Operational Efficiencies and Environmental Impact
There has been a global shift by manufacturers to focus on the operational efficiencies and environmental impact of their equipment. Environmental concerns revolve around the unspent hydrocarbon release, NOX output and greenhouse gases such as CO2. Specific to flares, combustors and thermal oxidizers, the EPA has created the EPA 40 Code of Federal Regulations, Part 60, Subpart OOOO, also known as “Quad Oa.” This regulation specifically targets the destruction efficiency of the fuels being sent to the appliance. Unspent hydrocarbons — or volatile organic compounds (VOCs) — can contribute to ozone, smog and unsafe operational conditions. Most of these values can be monitored with a continued emissions monitoring system (CEMS) or through a localized gas analysis (a spot check of the stack output). Based on these values, minor or major adjustments can be applied to reach desired results.
Factors associated with combustion control include:
- The BTU of the fuel gas, which is approximately 1,100 BTU at 0.65 specific gravity — methane (CH4 ) typical.
- The inlet fuel gas pressure and air requirement. (Natural gas or forced draft; forced draft being the more efficient and most costly option).
A slight change in one of these conditions can result in the production of NOX, CO2, unspent hydrocarbon release and unsafe operating conditions. The size of the fuel train, burner front pressure and type of fuel being used for combustion also contribute to the operation of the appliance.
Typical operational efficiency of a single burner natural-draft heater is sub-80 percent (with the parameters mentioned above considered). A forced-draft heater can see sub- to mid-90 percent efficiencies. These efficiencies equate to better operational control, gas savings and, of course, environmental friendliness. Properly designed systems run on lower gas pressures, low gas volumes and lower operational temperatures — allowing for better thermal exchange and longer life expectancy of an appliance or vessel.
The design and control of any thermal processing unit will widely vary by geography.
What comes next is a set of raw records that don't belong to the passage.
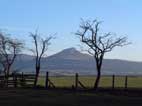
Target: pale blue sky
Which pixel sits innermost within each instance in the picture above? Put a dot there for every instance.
(124, 17)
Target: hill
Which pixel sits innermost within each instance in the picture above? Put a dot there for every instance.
(70, 61)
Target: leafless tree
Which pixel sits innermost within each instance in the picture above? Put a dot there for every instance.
(98, 43)
(41, 47)
(9, 48)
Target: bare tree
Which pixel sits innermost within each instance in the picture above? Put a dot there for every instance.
(98, 43)
(41, 47)
(9, 48)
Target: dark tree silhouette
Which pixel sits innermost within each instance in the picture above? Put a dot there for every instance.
(98, 44)
(9, 48)
(41, 47)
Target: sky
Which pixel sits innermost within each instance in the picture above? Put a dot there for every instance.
(61, 18)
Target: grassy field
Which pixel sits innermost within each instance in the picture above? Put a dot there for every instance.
(133, 82)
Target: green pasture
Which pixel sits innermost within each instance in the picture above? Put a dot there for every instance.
(88, 81)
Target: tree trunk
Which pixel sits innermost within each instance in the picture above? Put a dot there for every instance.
(97, 79)
(36, 77)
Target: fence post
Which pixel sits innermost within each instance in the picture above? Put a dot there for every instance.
(76, 80)
(15, 80)
(46, 82)
(113, 81)
(126, 82)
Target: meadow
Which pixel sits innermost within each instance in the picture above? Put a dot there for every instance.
(88, 81)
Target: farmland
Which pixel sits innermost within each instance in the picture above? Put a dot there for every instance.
(88, 81)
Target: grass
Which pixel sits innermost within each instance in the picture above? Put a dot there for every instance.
(56, 97)
(133, 82)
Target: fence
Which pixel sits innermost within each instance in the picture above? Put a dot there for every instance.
(76, 81)
(110, 81)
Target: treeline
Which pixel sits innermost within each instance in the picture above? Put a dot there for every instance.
(98, 45)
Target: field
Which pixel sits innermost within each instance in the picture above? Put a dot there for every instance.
(63, 95)
(88, 81)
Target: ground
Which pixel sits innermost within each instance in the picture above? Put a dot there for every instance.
(68, 97)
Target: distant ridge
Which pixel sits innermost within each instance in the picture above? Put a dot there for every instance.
(70, 61)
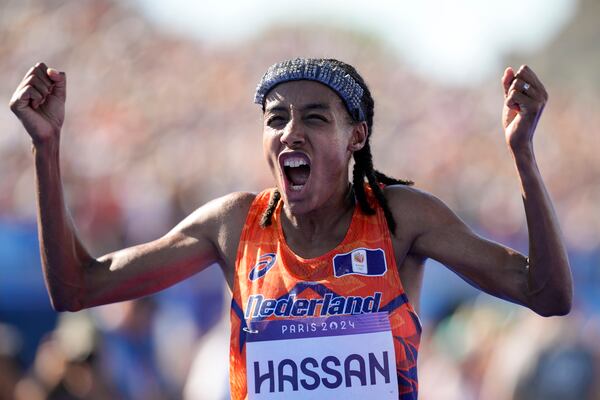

Those operating in the Rockies will contend with the Bureau of Land Management (BLM), and those operating in Texas will contend with the air-permitting agencies such as the Rail Road Commission, Texas Commission on Environmental Quality (TCEQ) or the EPA. Each agency will help guide or offer insight to the combustion control parameters.
This retrofit in south Texas includes a 12-burner amine heater combustion and burner management system. The 12 independent NFPA 87 built fuel trains include ignition coils.
Combustion control can be the cause of or the cure to gaining published operational efficiencies. These efficiencies typically are reserved to define operational conditions although they can be tied to cost savings. Most times, gas savings is a byproduct of properly sized fuel trains, inlet fuel gas pressures and PID-tuned parameters — not as a selling point. Safety and return on investment (ROI) are rarely used in the same sentence. With safety as our common denominator, however, having an ROI is recognized by appliance/vessel life expectancy and cost of ownership. Combustion control is a significant contributor to cost savings.
Combustion control gives operators the opportunity to reliably operate and produce product to their specifications, all while maintaining prescribed safety mandates and regulatory standards. Knowing your operational limits allows industrial product and solution providers to better understand your application and provide a safe, reliable, repeatable solution. Whether your burner management and combustion controls are specified internally or you rely on third-party consultation, be mindful of the parameters of your operational conditions and the environmental constraints associated with the location and output of your appliance/vessel. Combustion and burner manufacturers stay up-to-date with changing standards and regulatory mandates, so consider seeking a reputable combustion company to assistance in your next project. Remember, it is your responsibility: do not let an event be your fault.